Data processing pipelines and transient fault handling seem to go hand in hand, so I'm interested in seeing if I can get 2 of the best libraries for these - TPL Dataflow and Polly, respectively - to play nicely together.
As a starting point, I'd like to apply a fault handling policy to an ActionBlock
. Ideally I'd like to encapsulate it in a block-creating method with a signature like this:
ITargetBlock<T> CreatePollyBlock<T>(
Action<T> act, ExecutionDataflowBlockOptions opts, Polly.Policy policy)
It would be easy enough to simply policy.Execute
the action from inside an ActionBlock
, but I have these 2 requirements:
- In the case of a retry, I don't want retrying an item to take priority over other queued up items. In other words, when you fail, you go to the back of the line.

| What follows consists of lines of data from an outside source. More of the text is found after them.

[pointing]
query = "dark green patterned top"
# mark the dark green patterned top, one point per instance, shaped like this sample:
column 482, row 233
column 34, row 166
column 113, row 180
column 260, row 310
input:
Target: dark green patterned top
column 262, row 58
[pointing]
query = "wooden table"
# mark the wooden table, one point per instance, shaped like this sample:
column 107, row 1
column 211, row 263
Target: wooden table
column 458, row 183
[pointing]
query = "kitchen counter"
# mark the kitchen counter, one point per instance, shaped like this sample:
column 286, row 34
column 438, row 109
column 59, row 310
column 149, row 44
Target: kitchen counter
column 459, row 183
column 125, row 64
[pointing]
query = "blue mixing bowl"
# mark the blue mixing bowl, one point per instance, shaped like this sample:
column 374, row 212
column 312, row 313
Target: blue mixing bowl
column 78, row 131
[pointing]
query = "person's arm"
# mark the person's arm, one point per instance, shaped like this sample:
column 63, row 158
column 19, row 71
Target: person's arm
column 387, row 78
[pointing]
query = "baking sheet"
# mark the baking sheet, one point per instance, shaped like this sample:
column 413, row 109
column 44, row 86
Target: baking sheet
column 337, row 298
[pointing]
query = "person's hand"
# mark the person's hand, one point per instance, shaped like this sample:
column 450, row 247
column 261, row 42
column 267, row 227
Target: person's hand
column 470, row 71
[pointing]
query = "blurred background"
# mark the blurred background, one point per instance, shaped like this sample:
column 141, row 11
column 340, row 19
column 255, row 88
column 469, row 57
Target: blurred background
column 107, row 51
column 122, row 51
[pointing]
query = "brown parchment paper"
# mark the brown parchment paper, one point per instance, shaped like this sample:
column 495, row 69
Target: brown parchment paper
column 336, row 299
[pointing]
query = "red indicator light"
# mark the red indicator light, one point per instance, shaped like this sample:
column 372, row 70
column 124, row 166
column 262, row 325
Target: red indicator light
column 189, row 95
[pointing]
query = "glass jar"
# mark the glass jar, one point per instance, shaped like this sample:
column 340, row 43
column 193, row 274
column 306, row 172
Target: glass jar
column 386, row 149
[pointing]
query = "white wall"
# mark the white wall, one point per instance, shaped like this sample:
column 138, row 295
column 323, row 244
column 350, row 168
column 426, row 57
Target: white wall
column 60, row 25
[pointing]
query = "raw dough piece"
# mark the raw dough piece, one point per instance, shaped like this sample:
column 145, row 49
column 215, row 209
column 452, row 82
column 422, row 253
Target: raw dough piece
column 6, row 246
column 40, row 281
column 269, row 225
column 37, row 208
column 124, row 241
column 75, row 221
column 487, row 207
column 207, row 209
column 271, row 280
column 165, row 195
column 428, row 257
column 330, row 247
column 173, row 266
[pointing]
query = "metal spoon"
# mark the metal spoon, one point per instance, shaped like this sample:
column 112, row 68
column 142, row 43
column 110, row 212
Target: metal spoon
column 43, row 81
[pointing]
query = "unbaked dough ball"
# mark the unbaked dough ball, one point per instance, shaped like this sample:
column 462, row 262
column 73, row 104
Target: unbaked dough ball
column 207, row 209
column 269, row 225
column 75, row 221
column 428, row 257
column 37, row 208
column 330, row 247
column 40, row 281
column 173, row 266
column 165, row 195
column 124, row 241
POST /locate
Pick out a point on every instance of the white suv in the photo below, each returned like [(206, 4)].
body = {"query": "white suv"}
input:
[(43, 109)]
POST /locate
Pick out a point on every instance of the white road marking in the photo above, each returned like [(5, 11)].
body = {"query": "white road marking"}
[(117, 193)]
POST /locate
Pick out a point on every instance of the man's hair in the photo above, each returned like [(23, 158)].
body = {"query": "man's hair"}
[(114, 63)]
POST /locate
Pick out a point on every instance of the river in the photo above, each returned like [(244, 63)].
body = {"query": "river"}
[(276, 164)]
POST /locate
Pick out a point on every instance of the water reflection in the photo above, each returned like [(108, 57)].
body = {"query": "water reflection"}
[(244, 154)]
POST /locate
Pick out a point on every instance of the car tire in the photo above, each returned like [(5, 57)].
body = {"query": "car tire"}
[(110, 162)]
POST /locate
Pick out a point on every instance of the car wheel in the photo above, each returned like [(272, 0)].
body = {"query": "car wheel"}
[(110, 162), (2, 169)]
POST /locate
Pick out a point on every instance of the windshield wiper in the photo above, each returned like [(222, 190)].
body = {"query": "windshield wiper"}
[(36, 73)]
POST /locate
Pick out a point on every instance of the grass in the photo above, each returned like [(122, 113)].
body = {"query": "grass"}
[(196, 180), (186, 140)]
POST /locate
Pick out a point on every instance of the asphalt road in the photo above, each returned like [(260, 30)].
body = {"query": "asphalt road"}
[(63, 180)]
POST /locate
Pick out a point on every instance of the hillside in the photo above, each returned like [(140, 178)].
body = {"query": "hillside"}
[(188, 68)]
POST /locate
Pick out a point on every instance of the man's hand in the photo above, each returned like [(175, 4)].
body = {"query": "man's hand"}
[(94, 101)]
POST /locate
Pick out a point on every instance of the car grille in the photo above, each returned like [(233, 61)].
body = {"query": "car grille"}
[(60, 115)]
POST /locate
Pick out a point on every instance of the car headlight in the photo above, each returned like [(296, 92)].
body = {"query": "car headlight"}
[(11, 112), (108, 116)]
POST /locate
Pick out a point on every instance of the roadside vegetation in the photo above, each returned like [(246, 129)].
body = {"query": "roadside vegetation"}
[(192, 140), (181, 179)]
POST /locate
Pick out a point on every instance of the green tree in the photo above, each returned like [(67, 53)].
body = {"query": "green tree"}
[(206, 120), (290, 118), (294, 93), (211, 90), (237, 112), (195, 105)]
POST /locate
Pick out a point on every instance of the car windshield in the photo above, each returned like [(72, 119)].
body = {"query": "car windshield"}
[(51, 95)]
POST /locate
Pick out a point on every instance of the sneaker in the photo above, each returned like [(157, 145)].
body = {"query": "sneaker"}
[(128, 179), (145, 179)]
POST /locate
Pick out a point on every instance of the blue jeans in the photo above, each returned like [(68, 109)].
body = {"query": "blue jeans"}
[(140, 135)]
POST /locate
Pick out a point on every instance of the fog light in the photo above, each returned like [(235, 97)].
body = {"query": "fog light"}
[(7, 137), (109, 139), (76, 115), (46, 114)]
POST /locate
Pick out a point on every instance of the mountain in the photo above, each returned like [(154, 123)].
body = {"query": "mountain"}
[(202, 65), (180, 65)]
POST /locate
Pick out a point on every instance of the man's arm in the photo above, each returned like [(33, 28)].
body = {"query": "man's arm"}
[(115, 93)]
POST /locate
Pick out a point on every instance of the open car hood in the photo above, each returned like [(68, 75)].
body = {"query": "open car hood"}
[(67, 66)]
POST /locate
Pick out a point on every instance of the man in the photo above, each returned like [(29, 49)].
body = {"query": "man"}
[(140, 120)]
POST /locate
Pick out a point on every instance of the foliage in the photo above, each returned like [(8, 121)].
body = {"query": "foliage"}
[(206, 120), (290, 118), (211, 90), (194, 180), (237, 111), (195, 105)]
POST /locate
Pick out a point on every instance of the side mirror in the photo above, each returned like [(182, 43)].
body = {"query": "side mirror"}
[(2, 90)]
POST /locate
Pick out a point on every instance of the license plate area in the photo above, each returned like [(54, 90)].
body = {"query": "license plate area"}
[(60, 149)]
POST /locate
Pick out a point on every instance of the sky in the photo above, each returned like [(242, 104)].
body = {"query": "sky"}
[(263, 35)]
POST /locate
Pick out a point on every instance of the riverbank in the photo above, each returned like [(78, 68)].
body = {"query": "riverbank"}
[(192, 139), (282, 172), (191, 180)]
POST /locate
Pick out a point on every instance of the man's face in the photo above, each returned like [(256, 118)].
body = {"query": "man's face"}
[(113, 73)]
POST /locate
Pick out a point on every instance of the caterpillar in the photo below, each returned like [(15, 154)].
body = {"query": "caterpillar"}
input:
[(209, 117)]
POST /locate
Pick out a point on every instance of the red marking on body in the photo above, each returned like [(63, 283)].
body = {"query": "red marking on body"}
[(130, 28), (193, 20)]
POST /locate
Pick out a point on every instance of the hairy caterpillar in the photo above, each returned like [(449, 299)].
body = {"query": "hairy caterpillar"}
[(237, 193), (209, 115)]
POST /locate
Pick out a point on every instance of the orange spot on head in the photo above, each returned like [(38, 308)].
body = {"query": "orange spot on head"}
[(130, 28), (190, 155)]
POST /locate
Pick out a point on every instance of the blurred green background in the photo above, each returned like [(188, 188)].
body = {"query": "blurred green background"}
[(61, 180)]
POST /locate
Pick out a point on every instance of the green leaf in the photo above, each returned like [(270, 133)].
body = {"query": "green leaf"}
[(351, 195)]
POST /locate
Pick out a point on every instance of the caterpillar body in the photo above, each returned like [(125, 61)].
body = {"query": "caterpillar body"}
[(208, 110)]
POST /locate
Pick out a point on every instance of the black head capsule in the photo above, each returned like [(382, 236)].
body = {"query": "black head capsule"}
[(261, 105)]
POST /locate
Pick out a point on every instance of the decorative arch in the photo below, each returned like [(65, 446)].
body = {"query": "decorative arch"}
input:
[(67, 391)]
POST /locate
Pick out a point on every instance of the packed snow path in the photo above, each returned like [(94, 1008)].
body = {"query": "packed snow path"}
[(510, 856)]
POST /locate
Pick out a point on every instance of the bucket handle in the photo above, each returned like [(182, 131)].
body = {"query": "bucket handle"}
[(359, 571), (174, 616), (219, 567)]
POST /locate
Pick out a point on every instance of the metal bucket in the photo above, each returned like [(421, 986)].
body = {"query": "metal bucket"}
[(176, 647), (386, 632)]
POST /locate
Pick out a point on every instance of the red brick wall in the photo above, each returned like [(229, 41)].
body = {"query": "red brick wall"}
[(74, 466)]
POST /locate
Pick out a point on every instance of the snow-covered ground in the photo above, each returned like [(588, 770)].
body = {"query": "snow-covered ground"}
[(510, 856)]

- More importantly, if there's a waiting period before the retry, I don't want that to block new items from getting in. And if
ExecutionDataflowBlockOptions.MaxDegreeOfParallelism
is set, I don't want items waiting for retry to "count" against that max.
To satisfy these requirements, I figure I need an "inner" ActionBlock
with the user-provided ExecutionDataflowBlockOptions
applied, and some "outer" block that posts items to the inner block and applies any wait-and-retry logic (or whatever the policy dictates) outside the context of the inner block. Here's my first attempt:
// wrapper that provides a data item with mechanism to await completion
public class WorkItem<T>
{
private readonly TaskCompletionSource<byte> _tcs = new TaskCompletionSource<byte>();
public T Data { get; set; }
public Task Completion => _tcs.Task;
public void SetCompleted() => _tcs.SetResult(0);
public void SetFailed(Exception ex) => _tcs.SetException(ex);
}
ITargetBlock<T> CreatePollyBlock<T>(Action<T> act, Policy policy, ExecutionDataflowBlockOptions opts) {
// create a block that marks WorkItems completed, and allows
// items to fault without faulting the entire block.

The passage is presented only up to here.